By usage of two connected syringes with blood, it was possible to initially perfuse an untreated blood sample (2 min) and then to switch to a treated blood sample, with the third syringe pump with constant running of recalcification buffer. This operation procedure allowed for an immediate switch from untreated to treated blood without stasis, and preventing mixing of the blood samples. All flow runs were performed with the three-tube system.

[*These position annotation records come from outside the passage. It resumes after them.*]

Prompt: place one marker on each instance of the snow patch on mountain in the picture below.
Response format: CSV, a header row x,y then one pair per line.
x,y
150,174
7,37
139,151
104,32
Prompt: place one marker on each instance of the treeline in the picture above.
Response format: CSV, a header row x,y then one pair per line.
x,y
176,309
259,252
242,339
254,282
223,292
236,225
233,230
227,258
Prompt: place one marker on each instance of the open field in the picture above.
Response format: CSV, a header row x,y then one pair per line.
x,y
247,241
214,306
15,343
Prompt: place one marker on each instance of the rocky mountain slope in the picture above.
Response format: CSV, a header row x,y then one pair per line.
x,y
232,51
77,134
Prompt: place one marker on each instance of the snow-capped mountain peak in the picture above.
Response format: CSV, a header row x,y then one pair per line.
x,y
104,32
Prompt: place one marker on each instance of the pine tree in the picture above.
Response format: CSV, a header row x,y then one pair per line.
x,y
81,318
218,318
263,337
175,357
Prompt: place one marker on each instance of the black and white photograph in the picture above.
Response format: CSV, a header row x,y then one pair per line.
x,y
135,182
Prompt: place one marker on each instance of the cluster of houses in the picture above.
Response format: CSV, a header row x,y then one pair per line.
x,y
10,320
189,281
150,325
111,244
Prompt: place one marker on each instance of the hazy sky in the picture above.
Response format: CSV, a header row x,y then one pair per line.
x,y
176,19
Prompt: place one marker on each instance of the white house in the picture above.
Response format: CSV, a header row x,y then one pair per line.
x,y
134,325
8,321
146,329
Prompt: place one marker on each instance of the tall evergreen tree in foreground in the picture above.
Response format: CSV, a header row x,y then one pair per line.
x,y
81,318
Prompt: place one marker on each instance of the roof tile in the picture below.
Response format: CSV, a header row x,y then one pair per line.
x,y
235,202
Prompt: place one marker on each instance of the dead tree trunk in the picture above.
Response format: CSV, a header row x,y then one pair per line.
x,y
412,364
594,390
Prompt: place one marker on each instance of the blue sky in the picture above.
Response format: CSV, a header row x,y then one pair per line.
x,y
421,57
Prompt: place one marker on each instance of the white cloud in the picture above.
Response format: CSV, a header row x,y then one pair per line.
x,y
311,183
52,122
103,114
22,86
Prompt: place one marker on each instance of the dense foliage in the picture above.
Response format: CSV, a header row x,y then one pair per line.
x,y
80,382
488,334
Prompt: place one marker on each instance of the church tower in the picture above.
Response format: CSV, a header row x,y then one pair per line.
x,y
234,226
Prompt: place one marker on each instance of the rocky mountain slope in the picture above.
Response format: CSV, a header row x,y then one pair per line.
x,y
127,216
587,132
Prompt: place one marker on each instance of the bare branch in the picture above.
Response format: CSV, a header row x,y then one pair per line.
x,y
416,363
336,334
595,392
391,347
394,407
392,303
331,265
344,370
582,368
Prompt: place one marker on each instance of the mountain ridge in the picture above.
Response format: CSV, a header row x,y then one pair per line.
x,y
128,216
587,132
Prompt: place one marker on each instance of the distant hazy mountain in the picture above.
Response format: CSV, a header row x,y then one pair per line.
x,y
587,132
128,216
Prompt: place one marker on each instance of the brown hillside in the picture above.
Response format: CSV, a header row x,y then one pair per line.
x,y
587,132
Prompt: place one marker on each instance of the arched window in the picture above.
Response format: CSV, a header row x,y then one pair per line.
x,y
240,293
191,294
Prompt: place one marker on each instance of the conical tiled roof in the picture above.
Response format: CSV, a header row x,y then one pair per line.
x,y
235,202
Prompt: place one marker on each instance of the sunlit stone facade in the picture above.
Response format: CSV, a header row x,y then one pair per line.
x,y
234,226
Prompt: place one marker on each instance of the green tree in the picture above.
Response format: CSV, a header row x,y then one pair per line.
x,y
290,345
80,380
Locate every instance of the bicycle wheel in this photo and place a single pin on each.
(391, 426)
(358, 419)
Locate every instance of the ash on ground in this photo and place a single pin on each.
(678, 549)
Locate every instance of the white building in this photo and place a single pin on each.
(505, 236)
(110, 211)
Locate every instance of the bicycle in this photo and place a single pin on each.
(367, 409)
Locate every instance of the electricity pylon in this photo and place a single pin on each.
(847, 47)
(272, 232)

4.5. Microscopic Real-Time Detection of Multicolor Thrombus Formation on Microspots

Microscopic brightfield and three-color overlay imaging of thrombus formation on two microspots was performed, essentially as described [26]. In brief, fluorescence and brightfield microscopic images were acquired by rapid switching of dichroic cubes (brightfield, or filter sets with excitation wavelengths 626 nm (Cy5), 531 nm (RFP), and 470 nm (GFP)). An inverted EVOS fluorescence microscope was used to record images (Life Technology, Ledeberg, Belgium). The microscope was equipped with an Olympus 60 × oil-immersion objective with high z-axis resolution (UPLSAPO60, numerical aperture 1.35). The images were collected as 8-bit monochromes by a sensitive camera, providing 1360 × 1024 pixels and a resolution of 0.108 μm per pixel. Per flow run, image sets were collected at t = 2, 4, 6, 8, and 10 min.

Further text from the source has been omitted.